Monday, Oct. 13, 1952
Poetry's 40th
U.S. poetry was fizzing when Harriet Monroe of Chicago started Poetry magazine in 1912. By opening her pages to some of the best young fizzers, she got some "firsts" to be proud of: T. S. Eliot's Prufrock, Carl Sandburg's Chicago, early verse by Ezra Pound, Wallace Stevens, Edna St. Vincent Millay.
The magazine became a haven for published and unpublished poets, regardless of poetic school. They could always pick up encouragement and, if necessary, a meal. And for 24 years, like an encouraging schoolteacher, Editor Monroe sat waiting for fresh geniuses to blow in. Her office was rarely dull; nobody was much surprised when Vachel Lindsay appeared one day with a poem about King Solomon's 400 wives, and led Editor Monroe through an improvised dance while he chanted it.
Poetry's circulation has never risen much over 4,000, and the magazine has never paid its own way. The editors have been able to solve this problem by buttonholing well-to-do well-wishers. Nowadays the head of the fund-raising committee is Mrs. Ellen Stevenson, ex-wife of Adlai Stevenson, herself an occasional contributor to Poetry. But over the years, editors have been confronted with another problem even graver: somewhere along the line, U.S. poetry ceased to fizz.

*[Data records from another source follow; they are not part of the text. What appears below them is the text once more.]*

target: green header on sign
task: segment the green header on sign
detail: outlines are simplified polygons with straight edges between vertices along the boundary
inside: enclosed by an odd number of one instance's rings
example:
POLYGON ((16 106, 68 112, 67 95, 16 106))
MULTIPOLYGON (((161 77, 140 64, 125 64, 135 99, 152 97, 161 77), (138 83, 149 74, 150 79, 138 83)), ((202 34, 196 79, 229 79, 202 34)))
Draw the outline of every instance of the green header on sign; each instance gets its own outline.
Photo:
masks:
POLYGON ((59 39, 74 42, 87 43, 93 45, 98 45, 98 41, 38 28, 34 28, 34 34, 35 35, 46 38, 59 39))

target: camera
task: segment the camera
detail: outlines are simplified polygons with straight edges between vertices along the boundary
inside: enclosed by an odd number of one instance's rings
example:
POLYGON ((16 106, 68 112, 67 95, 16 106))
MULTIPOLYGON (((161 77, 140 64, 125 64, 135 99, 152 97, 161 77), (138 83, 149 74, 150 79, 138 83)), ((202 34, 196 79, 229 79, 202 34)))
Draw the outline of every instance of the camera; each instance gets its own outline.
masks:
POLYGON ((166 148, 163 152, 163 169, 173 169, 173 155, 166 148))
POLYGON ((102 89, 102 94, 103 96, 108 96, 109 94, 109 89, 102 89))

This week Poetry celebrates its 40th anniversary with an oversize, 95-page issue. Editor-Poet Karl Shapiro wrote his best contributors, asking for gems. Though the issue shines with famous names in contemporary poetry--W. H. Auden, E. E. Cummings, Marianne Moore, Wallace Stevens, William Carlos Williams--most of the gems are made of paste.
Auden's poem is probably the best of the lot: a description of "a plain without a feature," where masses of men march to the command of a dictator and nobody knows "Of any world where promises were kept/Or one could weep because another wept." But even this poem is all too predictable to anyone familiar with Auden's work. Still more predictable are Marianne Moore spinning fine verbal webs, Wallace Stevens in a suavely elegiac mood, E. E. Cummings broken out in lyrical wonder. As for the younger poets, most are earnestly prosy, weary beyond their years, and cautiously derivative.
Critics discussing the plight of poetry in the U.S. are prone to speak of the impatience of readers jaded by too much news and too much entertainment, of the callous indifference of editors, and of the fact that a lot of people who jump on modern poetry as obscure would also have trouble with Milton. Perhaps so. But a hard look at Poetry suggests that it is not only the philistinism of the public that is to blame. Poets can get away with many things, but not with dullness.